Internal Medicine Coding Alert

Reader Question:

Comprehensive Versus Mutually Exclusive Codes

Question: The national Correct Coding Initiative (CCI) has listings for correct coding edits for comprehensive codes and mutually exclusive codes. Would you please explain what the difference is?

Florida Subscriber
 
Answer: Think of a comprehensive code as the parent in a family of codes. In a family of codes, there are two or more component codes that should not be reported separately because they are included in the comprehensive code as a member of the code family. Comprehensive codes include certain services that are separately identifiable by other component codes.
 
The component codes, as members of the comprehensive code family, represent parts of the procedure that may or may not be included in the code description and should not be listed separately when the complete procedure is done. However, the component codes are considered individually if performed independently of the complete procedure. For example, a simple repair (12001) and a biopsy (11100) are components of the comprehensive code for lesion removal (11400).

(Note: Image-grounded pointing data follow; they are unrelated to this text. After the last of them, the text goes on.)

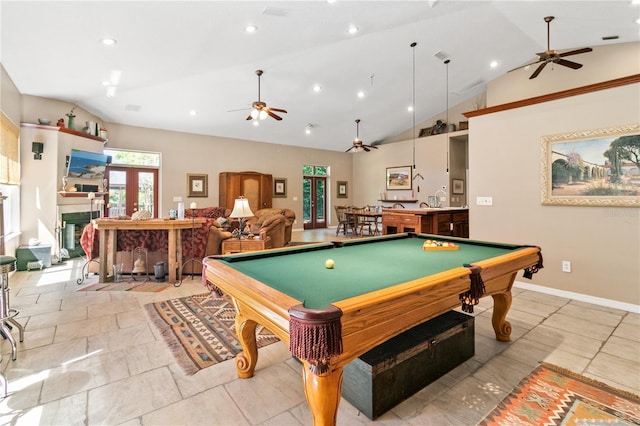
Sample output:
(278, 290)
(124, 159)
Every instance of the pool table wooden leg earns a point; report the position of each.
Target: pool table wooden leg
(501, 305)
(247, 359)
(323, 394)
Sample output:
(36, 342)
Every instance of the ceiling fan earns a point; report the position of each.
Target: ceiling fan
(259, 109)
(553, 56)
(358, 146)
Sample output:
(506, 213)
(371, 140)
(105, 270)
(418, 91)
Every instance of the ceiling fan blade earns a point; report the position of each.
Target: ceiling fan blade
(272, 114)
(570, 64)
(538, 71)
(525, 65)
(576, 52)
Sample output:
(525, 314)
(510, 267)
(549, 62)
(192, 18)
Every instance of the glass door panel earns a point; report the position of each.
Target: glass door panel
(132, 189)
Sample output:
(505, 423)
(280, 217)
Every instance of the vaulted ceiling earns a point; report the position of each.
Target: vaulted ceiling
(174, 57)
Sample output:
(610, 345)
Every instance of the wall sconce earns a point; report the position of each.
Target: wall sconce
(37, 148)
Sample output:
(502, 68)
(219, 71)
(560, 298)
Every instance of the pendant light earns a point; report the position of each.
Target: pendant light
(413, 104)
(447, 126)
(446, 62)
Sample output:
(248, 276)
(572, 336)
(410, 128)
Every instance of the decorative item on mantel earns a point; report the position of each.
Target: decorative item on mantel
(72, 116)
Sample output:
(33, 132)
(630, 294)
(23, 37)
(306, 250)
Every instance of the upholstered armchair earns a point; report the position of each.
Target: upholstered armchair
(271, 225)
(216, 236)
(289, 218)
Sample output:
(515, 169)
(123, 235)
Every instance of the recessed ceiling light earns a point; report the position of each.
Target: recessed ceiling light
(111, 91)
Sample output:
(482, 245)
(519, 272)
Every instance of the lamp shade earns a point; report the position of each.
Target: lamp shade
(241, 208)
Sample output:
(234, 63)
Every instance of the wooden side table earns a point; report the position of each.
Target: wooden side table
(234, 245)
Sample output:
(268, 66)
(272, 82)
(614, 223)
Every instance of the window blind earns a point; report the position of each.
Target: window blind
(9, 152)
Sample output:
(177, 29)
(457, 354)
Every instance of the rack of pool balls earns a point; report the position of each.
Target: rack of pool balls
(434, 245)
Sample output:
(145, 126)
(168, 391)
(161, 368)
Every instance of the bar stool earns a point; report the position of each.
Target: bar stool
(8, 264)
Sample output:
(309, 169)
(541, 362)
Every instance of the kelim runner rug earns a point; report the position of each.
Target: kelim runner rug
(551, 395)
(200, 330)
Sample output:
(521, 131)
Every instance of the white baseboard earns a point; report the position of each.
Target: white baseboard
(580, 297)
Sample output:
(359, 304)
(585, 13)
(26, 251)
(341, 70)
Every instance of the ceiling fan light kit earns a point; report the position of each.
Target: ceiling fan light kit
(260, 110)
(358, 146)
(552, 56)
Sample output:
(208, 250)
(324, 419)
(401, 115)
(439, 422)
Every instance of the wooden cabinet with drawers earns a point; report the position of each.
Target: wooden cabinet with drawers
(447, 222)
(254, 186)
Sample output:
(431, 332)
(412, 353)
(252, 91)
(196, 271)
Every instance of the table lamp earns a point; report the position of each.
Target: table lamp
(241, 211)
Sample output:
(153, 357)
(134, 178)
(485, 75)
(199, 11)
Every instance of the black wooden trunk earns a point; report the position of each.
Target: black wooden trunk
(393, 371)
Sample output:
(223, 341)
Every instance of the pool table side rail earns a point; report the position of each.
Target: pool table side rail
(265, 305)
(371, 319)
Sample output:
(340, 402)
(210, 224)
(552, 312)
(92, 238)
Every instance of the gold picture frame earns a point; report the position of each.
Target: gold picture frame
(343, 189)
(399, 178)
(279, 188)
(595, 167)
(197, 185)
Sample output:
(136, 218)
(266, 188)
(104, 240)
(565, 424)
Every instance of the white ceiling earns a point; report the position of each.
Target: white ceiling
(177, 56)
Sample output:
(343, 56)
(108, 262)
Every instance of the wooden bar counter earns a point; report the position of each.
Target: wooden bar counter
(109, 236)
(447, 221)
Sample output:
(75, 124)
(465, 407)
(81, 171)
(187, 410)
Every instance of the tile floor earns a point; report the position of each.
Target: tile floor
(93, 358)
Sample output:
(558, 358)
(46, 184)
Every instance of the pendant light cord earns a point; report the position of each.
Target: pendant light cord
(413, 104)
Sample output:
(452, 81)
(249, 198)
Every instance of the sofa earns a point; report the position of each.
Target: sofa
(207, 240)
(272, 222)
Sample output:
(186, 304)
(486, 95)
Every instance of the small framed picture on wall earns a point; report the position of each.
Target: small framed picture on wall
(279, 188)
(197, 185)
(342, 190)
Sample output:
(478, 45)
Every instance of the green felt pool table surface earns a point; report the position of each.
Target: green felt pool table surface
(361, 266)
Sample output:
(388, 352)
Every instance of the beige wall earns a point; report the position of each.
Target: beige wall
(602, 243)
(183, 153)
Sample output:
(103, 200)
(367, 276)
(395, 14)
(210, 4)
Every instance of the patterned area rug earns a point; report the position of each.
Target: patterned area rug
(147, 286)
(551, 395)
(200, 330)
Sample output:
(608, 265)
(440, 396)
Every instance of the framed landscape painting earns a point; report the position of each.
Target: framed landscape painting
(196, 185)
(342, 189)
(399, 178)
(598, 167)
(279, 188)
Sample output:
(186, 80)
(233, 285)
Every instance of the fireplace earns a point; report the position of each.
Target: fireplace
(72, 226)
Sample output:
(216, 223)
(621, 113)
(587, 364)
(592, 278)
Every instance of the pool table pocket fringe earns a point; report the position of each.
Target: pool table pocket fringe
(476, 290)
(528, 272)
(315, 336)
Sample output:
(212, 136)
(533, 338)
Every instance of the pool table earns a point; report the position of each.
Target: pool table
(378, 288)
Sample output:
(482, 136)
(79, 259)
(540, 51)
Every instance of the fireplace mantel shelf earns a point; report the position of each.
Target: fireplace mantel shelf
(79, 194)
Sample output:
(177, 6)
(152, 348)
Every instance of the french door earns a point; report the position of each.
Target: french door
(132, 189)
(314, 202)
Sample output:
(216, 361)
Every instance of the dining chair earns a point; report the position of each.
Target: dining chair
(345, 220)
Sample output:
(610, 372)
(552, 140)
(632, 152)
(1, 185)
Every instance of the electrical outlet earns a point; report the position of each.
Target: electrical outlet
(484, 201)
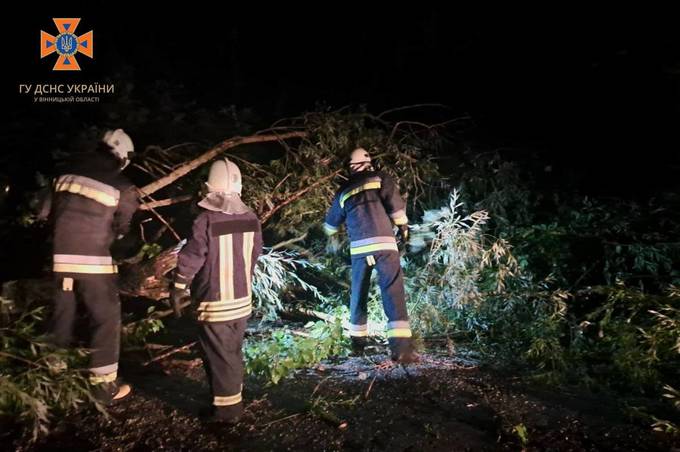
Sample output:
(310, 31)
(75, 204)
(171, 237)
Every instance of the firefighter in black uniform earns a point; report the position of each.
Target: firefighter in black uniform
(369, 204)
(90, 206)
(216, 268)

If the lesion removal is the only procedure performed, the only code listed would be 11400. However, if the lesion is excised from the chest, and a second lesion on the back is biopsied, both 11400 and 11100 should be billed and modifier -59 (distinct procedural service) should be appended to 11100.
 
Mutually exclusive procedures differ from comprehensive and component procedures because one procedure is not considered to be part of, or bundled into, the other. These codes cant be billed at the same time, or as CCI states, codes which are mutually exclusive of one another [are] based either on the CPT definition or the medical impossibility or improbability that the procedures could be performed at the same session.
 
If two procedures/services considered mutually exclusive under the CCI policy are billed, the carrier will reimburse for the procedure with the lowest work relative value unit.
 
If, for example, multiple wounds are repaired in the same repair classification, coding is based on the sum of the length of the repairs. Therefore, 12001 (simple repair of superficial wounds of scalp, neck, axillae, external genitalia, trunk and/or extremities; 2.5 cm or less) and 12002 (... 2.6 cm to 7.5 cm) cannot be billed together on the same date of service. Code only one from the repair classification (12001-12007) to indicate code 12001 as mutually exclusive of code 12002. For instance, if a patient presents with a wound of 2.0 cm and a second wound of 6.5 cm, you would not code both 12001 and 12002 but instead code 12004 (... 7.6 cm to 12.5 cm) to represent the total length of repair, which is 8.5 cm.